As the MTA enters a critical make-or-break point, the public authority remains shrouded in secrecy, advocates and authority board members charge.
The MTA is currently undergoing a vast structural reorganization, overseeing the implementation of congestion pricing and piecing together its roughly $50 billion capital spending plan for projects over the next five years.
The catch: No one seems to know when that capital plan will be publicly released or how taxpayer dollars will be spent.
It is expected that the plan’s spending details will be unveiled publicly at the MTA’s September board meeting — roughly two weeks away — when the board would also have to hastily vote on its approval or rejection.
But on Monday, board members Andrew Albert, Randy Glucksman and Veronica Vanterpool said they haven’t seen the full capital plan yet and felt that they wouldn’t be prepared at the meeting to cast a vote.
“If indeed the board is expected to vote on it this month I don’t know why we haven’t seen [the plan] yet,” said Albert, a nonvoting board member. “It’s going to be a very complex document. The board certainly needs to have ample time to look it over, review it to make suggestions and/or comments.”

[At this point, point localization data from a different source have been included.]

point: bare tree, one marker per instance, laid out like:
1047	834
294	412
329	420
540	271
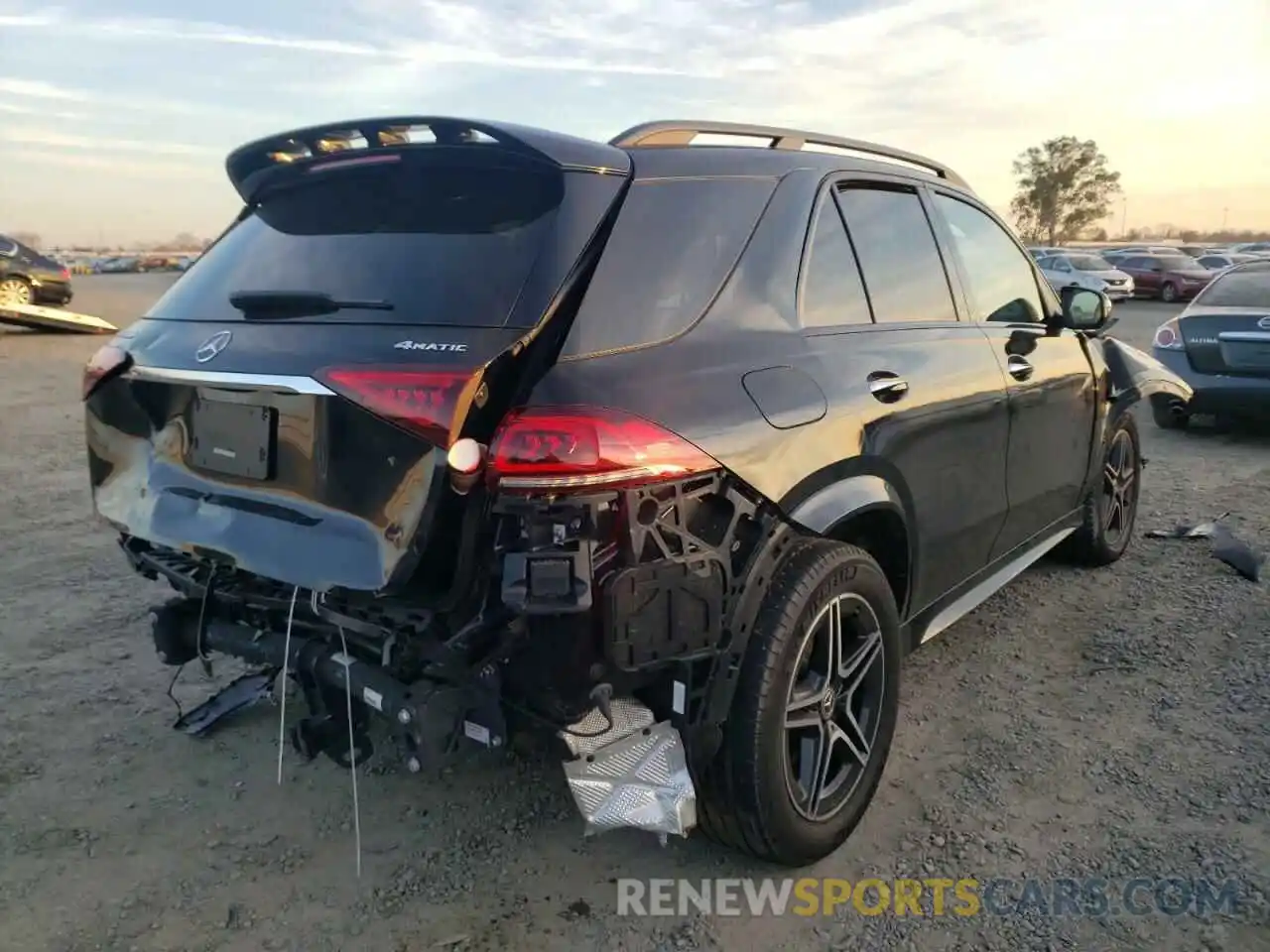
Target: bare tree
1064	188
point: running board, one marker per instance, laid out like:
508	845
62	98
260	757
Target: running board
985	589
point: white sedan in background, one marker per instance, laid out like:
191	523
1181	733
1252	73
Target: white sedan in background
1086	271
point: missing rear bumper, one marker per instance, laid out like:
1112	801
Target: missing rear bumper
634	775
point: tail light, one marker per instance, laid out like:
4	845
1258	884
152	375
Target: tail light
423	402
1169	335
108	362
564	448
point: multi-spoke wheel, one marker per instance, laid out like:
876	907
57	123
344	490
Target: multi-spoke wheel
815	711
1111	507
16	291
834	706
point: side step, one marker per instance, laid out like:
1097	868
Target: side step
635	774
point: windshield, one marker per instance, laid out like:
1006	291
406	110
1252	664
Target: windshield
1089	263
1243	289
1180	263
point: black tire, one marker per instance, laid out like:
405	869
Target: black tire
748	797
1167	417
1100	539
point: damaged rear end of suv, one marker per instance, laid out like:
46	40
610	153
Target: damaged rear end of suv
330	438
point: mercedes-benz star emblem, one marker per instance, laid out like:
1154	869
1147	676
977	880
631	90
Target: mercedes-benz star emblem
212	345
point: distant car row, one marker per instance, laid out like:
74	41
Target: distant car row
1169	273
126	264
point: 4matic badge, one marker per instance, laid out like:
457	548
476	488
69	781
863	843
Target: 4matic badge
430	345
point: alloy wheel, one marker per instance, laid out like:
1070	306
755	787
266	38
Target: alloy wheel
14	293
1119	488
833	707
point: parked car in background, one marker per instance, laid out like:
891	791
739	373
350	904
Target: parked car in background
1086	271
27	277
1220	261
1170	277
676	453
1220	345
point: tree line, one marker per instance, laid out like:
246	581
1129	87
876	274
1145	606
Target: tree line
1066	186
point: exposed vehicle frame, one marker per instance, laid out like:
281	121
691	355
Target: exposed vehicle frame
771	488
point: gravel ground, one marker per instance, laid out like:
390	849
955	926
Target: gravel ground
1106	724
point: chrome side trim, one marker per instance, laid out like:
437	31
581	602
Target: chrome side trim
980	593
273	382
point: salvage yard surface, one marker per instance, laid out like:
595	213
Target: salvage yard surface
1082	724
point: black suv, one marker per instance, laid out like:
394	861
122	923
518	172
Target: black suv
674	451
30	278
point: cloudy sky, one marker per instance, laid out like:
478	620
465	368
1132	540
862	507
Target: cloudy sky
116	114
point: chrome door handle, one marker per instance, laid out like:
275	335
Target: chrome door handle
887	386
1019	368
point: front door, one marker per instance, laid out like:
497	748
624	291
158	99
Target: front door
1049	379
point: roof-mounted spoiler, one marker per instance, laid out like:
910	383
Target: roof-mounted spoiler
253	166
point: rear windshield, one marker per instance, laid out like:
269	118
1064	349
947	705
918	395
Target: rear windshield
444	244
1250	289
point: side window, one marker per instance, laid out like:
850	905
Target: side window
901	262
1002	286
832	291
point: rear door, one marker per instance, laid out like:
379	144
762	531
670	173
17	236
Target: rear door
1049	376
926	386
304	436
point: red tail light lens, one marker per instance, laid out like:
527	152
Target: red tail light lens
105	363
564	448
423	402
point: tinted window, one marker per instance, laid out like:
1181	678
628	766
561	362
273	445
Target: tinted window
1241	289
675	243
898	255
832	291
444	244
1002	286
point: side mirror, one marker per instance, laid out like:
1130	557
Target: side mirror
1084	309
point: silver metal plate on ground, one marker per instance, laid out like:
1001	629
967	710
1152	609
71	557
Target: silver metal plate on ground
640	782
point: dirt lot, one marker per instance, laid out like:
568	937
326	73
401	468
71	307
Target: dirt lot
1106	724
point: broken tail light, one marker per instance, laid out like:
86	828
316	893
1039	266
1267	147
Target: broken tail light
423	402
568	448
108	362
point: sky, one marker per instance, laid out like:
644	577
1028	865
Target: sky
116	114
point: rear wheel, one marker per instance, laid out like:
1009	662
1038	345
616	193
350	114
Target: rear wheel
1111	507
815	712
16	291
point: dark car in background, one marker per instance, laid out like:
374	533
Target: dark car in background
1170	277
671	451
1219	344
27	277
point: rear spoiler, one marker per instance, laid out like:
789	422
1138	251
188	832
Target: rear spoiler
253	166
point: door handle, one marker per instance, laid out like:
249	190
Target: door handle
1019	368
885	386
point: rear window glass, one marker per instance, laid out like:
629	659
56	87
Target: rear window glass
1242	289
675	243
444	244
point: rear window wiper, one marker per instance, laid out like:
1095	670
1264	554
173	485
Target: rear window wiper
298	303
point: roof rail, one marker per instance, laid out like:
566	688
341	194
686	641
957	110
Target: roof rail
681	132
253	166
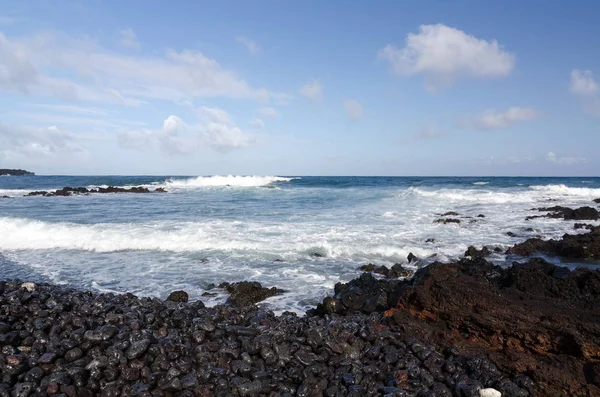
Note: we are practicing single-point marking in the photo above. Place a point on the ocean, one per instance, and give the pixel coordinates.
(302, 234)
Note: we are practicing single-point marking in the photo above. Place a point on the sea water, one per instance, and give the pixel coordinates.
(301, 234)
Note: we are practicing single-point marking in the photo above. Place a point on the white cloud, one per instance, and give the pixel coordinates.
(444, 54)
(23, 143)
(583, 83)
(216, 130)
(427, 133)
(312, 90)
(492, 119)
(585, 86)
(129, 39)
(553, 158)
(220, 131)
(72, 109)
(250, 45)
(257, 123)
(354, 109)
(268, 112)
(166, 139)
(37, 65)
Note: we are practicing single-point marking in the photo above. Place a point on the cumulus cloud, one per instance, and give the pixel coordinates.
(585, 87)
(268, 112)
(425, 134)
(166, 139)
(354, 109)
(312, 90)
(220, 131)
(257, 123)
(583, 83)
(553, 158)
(443, 54)
(492, 119)
(38, 65)
(129, 39)
(250, 45)
(216, 130)
(29, 143)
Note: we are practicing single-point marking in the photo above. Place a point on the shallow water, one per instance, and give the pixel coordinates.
(230, 228)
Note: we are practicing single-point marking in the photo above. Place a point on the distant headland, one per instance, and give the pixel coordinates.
(15, 172)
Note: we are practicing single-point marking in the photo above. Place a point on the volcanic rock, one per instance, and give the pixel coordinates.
(178, 296)
(574, 246)
(4, 171)
(247, 293)
(578, 214)
(476, 254)
(447, 220)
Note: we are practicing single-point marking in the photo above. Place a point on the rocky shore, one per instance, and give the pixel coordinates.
(70, 191)
(4, 171)
(467, 328)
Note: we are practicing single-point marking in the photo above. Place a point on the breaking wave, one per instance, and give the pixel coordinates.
(229, 180)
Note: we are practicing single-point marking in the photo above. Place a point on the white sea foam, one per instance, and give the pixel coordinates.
(229, 180)
(152, 247)
(563, 190)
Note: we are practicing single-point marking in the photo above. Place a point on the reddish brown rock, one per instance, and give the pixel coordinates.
(534, 319)
(574, 246)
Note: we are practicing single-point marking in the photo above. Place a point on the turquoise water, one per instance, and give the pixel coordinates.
(214, 229)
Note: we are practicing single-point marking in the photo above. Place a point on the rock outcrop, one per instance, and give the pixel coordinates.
(70, 191)
(575, 246)
(5, 171)
(248, 293)
(532, 320)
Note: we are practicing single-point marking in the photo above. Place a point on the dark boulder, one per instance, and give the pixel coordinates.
(447, 220)
(574, 246)
(5, 171)
(178, 296)
(476, 254)
(569, 214)
(247, 293)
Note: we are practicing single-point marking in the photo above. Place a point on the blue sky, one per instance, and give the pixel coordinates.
(300, 87)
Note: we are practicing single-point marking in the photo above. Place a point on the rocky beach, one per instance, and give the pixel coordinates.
(465, 328)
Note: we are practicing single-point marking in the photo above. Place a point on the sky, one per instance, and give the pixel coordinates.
(274, 87)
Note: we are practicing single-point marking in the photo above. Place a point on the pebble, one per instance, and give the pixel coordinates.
(71, 343)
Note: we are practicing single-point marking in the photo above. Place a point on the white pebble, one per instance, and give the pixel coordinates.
(489, 393)
(28, 286)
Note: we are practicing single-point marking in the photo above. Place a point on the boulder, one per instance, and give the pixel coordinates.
(569, 214)
(574, 246)
(178, 296)
(447, 220)
(248, 293)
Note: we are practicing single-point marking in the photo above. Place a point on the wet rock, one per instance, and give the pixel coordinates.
(178, 296)
(578, 214)
(400, 271)
(103, 333)
(477, 254)
(367, 268)
(578, 246)
(137, 348)
(248, 293)
(447, 220)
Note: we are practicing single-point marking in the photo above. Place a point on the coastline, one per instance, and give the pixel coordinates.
(453, 329)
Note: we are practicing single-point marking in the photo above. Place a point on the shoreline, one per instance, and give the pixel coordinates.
(453, 329)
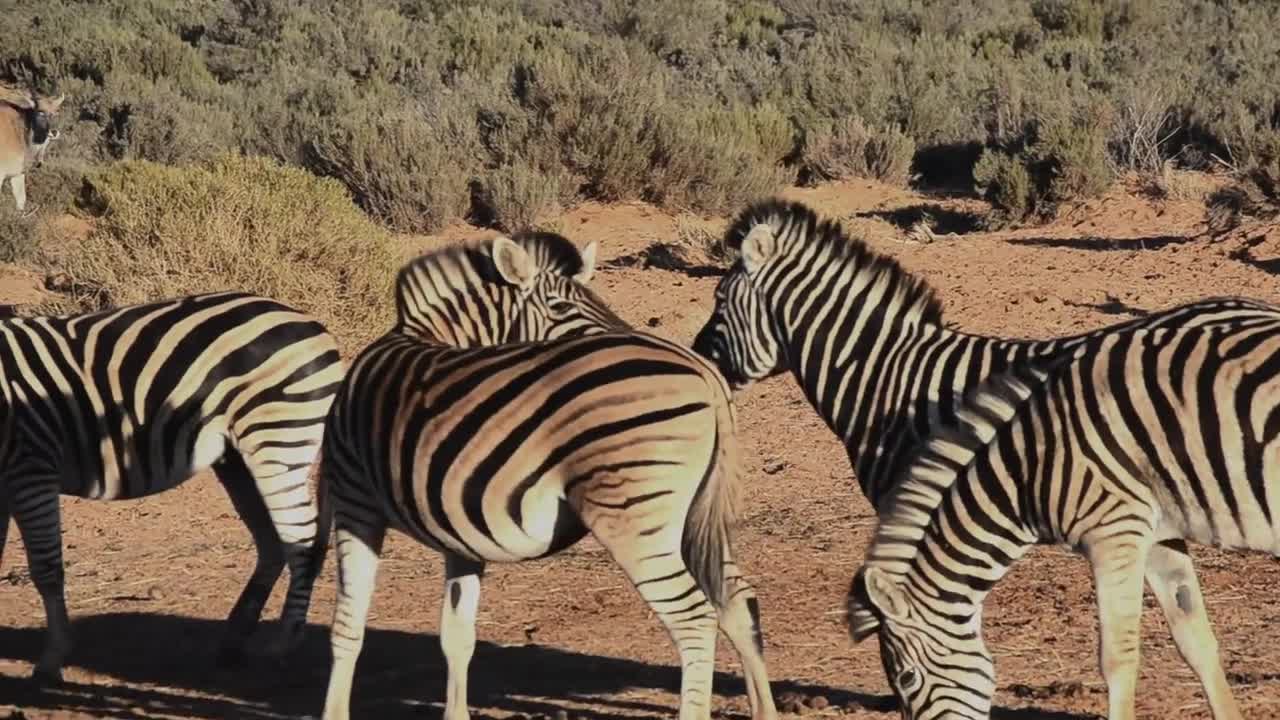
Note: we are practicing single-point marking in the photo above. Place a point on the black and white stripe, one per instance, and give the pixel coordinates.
(865, 340)
(1121, 451)
(497, 451)
(128, 402)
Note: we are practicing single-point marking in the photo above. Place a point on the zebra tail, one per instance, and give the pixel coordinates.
(713, 513)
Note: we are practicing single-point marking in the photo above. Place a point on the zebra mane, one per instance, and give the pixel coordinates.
(906, 509)
(800, 222)
(551, 253)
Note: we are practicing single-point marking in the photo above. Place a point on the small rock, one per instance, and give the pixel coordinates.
(775, 468)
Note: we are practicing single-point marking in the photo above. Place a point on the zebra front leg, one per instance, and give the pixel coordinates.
(4, 520)
(251, 507)
(740, 621)
(1118, 564)
(295, 525)
(357, 547)
(35, 506)
(458, 628)
(1173, 579)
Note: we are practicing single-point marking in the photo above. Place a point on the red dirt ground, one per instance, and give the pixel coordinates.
(150, 582)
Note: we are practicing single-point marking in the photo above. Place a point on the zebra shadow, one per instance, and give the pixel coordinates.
(161, 665)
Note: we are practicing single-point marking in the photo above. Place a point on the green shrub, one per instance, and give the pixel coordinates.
(1073, 151)
(423, 108)
(713, 160)
(234, 223)
(849, 149)
(1002, 178)
(517, 195)
(402, 165)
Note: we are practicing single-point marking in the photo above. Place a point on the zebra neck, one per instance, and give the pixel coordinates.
(882, 382)
(964, 551)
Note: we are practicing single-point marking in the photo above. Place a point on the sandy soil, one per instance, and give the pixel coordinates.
(150, 580)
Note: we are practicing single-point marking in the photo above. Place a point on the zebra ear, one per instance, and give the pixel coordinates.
(584, 276)
(885, 595)
(758, 246)
(513, 263)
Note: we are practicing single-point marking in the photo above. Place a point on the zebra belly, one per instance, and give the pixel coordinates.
(548, 524)
(123, 475)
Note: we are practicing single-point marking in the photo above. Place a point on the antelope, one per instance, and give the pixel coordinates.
(24, 136)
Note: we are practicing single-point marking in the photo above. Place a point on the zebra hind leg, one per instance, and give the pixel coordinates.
(35, 507)
(357, 546)
(1118, 564)
(251, 507)
(740, 621)
(1171, 577)
(458, 629)
(652, 559)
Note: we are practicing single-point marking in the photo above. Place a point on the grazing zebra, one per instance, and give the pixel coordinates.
(1155, 438)
(132, 401)
(496, 451)
(865, 341)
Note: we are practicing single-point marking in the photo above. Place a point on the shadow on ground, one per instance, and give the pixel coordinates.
(167, 664)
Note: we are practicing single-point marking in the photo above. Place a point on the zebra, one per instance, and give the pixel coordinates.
(127, 402)
(508, 414)
(1155, 438)
(864, 338)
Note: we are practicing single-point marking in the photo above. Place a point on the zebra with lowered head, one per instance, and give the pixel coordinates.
(128, 402)
(864, 338)
(507, 415)
(1153, 438)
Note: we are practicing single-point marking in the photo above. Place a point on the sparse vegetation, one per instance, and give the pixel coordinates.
(501, 112)
(233, 223)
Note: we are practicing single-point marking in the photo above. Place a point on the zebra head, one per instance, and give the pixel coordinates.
(551, 278)
(528, 287)
(936, 662)
(741, 337)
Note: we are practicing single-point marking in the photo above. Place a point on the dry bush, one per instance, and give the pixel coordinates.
(1171, 183)
(686, 103)
(704, 238)
(849, 149)
(234, 223)
(19, 240)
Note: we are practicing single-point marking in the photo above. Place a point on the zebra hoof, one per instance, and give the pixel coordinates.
(45, 678)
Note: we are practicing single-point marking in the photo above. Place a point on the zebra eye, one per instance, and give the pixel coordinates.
(908, 679)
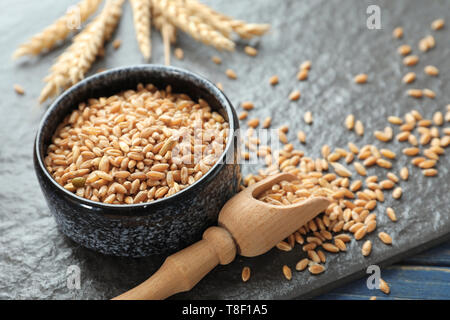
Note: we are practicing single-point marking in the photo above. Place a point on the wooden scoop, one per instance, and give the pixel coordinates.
(247, 226)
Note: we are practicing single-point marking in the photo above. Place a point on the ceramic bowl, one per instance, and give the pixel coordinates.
(159, 227)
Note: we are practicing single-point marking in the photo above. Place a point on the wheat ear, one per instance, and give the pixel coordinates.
(224, 23)
(178, 15)
(167, 30)
(141, 19)
(59, 30)
(76, 60)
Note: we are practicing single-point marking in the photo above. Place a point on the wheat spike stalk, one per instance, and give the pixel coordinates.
(168, 31)
(223, 23)
(179, 16)
(73, 64)
(141, 19)
(59, 30)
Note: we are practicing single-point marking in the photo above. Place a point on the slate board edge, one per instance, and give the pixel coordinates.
(361, 273)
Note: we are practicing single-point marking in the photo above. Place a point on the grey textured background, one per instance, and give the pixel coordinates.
(34, 256)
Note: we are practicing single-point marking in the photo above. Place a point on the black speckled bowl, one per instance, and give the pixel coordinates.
(160, 227)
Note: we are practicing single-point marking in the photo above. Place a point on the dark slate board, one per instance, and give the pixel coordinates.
(333, 34)
(406, 282)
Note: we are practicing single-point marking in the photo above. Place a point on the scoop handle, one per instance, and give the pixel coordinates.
(183, 270)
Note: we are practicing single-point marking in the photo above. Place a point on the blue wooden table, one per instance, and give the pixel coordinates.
(424, 276)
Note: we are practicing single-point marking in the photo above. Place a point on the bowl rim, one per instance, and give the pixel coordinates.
(151, 68)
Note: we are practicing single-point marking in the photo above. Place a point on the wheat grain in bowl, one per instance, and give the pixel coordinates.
(136, 146)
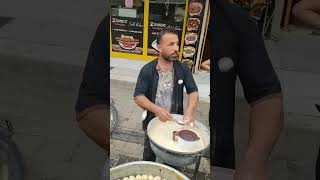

Vanterpool said it wasn’t yet clear if the board would be voting on the plan at the next board meeting, scheduled for Wednesday, Sept. 25. She said the board had already expressed the need for more review time when the current five-year capital plan was last tweaked.
“If we are [voting] it’s important that we have an opportunity to review it and ask questions,” Vanterpool said of the plan. “We went through this with the last capital program amendment.”
The mystery prompted some advocates to launch a “Build Trust campaign” Monday morning, which targets the MTA. The initiative came with a four-point framework to improve accountability and transparency at the authority as it prioritizes for the years ahead amid an influx in funding from congestion pricing and new state taxes.
“We’re asking Gov. Cuomo and the MTA to invest in the right projects and complete them at the right price — that’s how we’re going to get the subways moving again,” said Colin Wright, a senior associate at TransitCenter, which announced the campaign alongside other advocacy groups: the Riders Alliance, Tri-State Transportation Campaign and Reinvent Albany.
The Build Trust campaign calls for the capital plan to be accompanied by a detailed five-year implementation schedule and to address core maintenance priorities that will yield better service. It also demands that capital cost control become a primary goal; that the MTA create an accurate, up-to-date, user-friendly online project tracker; and that state lawmakers hold robust oversight hearings on the plan.
Advocates hope the capital plan will at least include funding to modernize subway signals and add elevators to 50 additional stations — two priorities that could greatly improve the subway commute, they said.
The MTA did not immediately respond to a request for comment.
Gov. Cuomo, who effectively controls the state authority, released his own set of priorities for the next capital plan in a letter published later Monday afternoon, which in part included an endorsement for greater subway station accessibility as well as subway resignaling.
“The Capital Plan offers unprecedented opportunities as we have new dedicated revenues including those from the Congestion Pricing Plan legislation,” Cuomo wrote.
But advocates said the governor’s position gives him full ownership over the plan.
“It’s really up to him,” Wright said in an email, “not the Mayor or the MTA board, to ensure that the MTA capital program addresses these needs.”